For this PR a manual test that either mode still works as expected would be fine.
I am running some manual tests ingesting CloudTrail logs using the SQS mode.
I'm using a very simple setup, here are the differences with the default modules.d/aws.yml file:
- module: aws
cloudtrail:
# enabled: false
enabled: true
# AWS SQS queue url
var.queue_url: https://sqs.eu-north-1.amazonaws.com/<redacted>/mbranca-cloudtrail-logs
var.access_key_id: <redacted>
var.secret_access_key: <redacted>
Filebeat is running and ingesting CloudTrail logs. Here are a couple of screenshot of the SQS queue and the logs on Discover:
I am also running manual tests ingesting CloudTrail logs from the same S3 bucket using the S3 polling.
Here's the config:
- module: aws
cloudtrail:
enabled: true
# AWS S3 bucket arn
var.bucket_arn: 'arn:aws:s3:::<redacted>'
# Number of workers on S3 bucket
var.number_of_workers: 5
The S3 polling mode panics because the input log is nil; however, I was able to successfully run the input with this small change:
diff --git a/x-pack/filebeat/input/awss3/s3_input.go b/x-pack/filebeat/input/awss3/s3_input.go
index 50786626d2..999b27da53 100644
--- a/x-pack/filebeat/input/awss3/s3_input.go
+++ b/x-pack/filebeat/input/awss3/s3_input.go
@@ -68,11 +68,11 @@ func (in *s3PollerInput) Run(
inputContext v2.Context,
pipeline beat.Pipeline,
) error {
- log := inputContext.Logger.Named("s3")
+ in.log = inputContext.Logger.Named("s3")
var err error
// Load the persistent S3 polling state.
- in.states, err = newStates(log, in.store)
+ in.states, err = newStates(in.log, in.store)
if err != nil {
return fmt.Errorf("can not start persistent store: %w", err)
}
@@ -95,7 +95,7 @@ func (in *s3PollerInput) Run(
defer in.metrics.Close()
in.s3ObjectHandler = newS3ObjectProcessorFactory(
- log,
+ in.log,
in.metrics,
in.s3,
in.config.getFileSelectors(),
The log ingestion is making progress:
A recent change in the main branch created an inconsistency in the versions of the AWS SDK core and services modules. In practice, all the AWS inputs I tested failed with a "not found, ResolveEndpointV2" error.
A PR is being reviewed to address this problem.
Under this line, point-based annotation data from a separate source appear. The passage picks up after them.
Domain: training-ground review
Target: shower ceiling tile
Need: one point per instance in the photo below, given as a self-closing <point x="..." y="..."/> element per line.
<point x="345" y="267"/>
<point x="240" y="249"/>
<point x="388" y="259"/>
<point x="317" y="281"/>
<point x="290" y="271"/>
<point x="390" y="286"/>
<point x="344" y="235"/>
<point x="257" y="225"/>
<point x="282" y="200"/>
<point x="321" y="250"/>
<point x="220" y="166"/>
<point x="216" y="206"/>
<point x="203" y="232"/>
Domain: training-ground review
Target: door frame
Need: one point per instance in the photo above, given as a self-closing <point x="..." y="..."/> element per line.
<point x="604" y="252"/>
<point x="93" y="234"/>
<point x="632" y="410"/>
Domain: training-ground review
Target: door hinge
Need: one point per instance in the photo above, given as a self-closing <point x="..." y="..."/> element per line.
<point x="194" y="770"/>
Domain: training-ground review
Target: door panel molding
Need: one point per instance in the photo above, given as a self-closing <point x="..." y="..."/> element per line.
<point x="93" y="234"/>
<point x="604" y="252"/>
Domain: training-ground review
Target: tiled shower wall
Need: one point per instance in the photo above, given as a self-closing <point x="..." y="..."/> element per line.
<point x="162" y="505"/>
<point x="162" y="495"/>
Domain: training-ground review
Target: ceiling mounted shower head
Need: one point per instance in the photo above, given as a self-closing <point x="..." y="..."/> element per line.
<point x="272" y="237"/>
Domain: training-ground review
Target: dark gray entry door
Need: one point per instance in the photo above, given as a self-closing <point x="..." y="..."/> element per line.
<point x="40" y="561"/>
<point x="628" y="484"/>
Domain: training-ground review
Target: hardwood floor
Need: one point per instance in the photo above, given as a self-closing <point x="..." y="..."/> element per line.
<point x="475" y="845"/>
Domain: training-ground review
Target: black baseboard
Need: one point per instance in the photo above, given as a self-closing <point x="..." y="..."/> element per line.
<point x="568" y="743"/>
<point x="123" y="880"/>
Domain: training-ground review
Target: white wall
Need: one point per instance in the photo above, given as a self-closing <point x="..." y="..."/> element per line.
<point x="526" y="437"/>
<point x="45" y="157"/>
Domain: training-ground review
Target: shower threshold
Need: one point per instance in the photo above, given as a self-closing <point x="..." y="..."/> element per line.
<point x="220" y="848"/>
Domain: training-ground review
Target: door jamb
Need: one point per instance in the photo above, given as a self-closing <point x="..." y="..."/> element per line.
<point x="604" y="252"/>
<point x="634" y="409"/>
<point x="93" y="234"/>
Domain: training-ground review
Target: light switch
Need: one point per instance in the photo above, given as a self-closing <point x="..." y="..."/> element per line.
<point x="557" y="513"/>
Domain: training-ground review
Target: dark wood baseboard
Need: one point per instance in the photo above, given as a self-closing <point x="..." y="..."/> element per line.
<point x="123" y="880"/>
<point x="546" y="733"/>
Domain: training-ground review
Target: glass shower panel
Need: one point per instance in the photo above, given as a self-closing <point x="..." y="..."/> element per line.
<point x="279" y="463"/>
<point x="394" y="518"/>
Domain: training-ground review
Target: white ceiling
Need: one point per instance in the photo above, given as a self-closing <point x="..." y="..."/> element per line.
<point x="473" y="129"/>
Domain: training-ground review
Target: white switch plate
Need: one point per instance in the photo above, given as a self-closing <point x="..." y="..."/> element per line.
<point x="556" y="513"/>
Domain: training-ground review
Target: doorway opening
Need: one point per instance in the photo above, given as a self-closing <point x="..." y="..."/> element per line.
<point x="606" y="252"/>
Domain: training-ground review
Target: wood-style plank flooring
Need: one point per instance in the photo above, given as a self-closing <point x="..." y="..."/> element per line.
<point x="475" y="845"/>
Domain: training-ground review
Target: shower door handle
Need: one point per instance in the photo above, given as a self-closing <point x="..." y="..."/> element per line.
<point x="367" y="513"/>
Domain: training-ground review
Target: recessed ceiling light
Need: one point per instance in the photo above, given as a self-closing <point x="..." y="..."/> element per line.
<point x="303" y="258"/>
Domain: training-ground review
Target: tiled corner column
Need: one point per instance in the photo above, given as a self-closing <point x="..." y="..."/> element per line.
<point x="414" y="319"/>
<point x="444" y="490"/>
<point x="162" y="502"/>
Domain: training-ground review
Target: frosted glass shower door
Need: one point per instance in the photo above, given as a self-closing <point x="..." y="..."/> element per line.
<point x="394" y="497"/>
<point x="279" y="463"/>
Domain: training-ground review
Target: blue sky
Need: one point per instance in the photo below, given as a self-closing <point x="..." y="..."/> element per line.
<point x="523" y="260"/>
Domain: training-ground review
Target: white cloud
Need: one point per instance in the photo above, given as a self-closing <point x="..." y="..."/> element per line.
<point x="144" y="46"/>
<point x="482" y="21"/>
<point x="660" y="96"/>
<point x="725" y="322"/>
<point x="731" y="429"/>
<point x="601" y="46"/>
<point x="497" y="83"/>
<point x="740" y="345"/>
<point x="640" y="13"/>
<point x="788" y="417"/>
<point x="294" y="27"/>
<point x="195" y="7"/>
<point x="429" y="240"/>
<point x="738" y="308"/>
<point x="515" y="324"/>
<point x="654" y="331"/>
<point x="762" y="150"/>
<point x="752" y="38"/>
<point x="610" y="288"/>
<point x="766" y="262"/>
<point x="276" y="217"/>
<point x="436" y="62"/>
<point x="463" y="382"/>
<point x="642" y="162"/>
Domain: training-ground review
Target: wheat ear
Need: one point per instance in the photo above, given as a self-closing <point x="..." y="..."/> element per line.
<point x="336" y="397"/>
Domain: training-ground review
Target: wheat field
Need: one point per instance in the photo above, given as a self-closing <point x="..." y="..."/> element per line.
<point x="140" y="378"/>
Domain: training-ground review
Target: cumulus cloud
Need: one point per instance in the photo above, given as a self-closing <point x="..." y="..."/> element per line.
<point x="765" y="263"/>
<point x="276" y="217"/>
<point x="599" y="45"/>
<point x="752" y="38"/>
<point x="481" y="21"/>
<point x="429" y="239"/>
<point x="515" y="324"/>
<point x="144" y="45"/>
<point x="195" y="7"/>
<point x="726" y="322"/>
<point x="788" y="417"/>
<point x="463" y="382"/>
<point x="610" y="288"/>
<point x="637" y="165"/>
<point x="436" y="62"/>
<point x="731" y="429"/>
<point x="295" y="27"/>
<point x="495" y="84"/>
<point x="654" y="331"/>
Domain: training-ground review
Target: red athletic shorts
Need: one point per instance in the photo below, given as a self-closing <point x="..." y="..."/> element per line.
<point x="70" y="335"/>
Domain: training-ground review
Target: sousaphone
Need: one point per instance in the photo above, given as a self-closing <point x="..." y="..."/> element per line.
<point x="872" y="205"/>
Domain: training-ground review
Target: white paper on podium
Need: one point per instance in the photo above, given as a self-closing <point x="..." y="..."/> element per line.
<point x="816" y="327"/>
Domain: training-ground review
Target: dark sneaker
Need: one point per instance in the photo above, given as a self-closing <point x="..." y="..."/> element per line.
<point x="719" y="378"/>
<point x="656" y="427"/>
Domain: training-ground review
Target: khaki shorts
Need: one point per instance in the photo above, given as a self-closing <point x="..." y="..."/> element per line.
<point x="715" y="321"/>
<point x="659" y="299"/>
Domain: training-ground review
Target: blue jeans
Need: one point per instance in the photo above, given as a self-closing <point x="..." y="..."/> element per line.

This pull request is now in conflicts. Could you fix it? 🙏 To fixup this pull request, you can check out it locally. See documentation: https://help.github.com/articles/checking-out-pull-requests-locally/
git fetch upstream
git checkout -b awss3-cleanup upstream/awss3-cleanup
git merge upstream/main
git push upstream awss3-cleanup
Fixed the uninitialized logger, added comments, and synced with main. Doing my own manual testing now.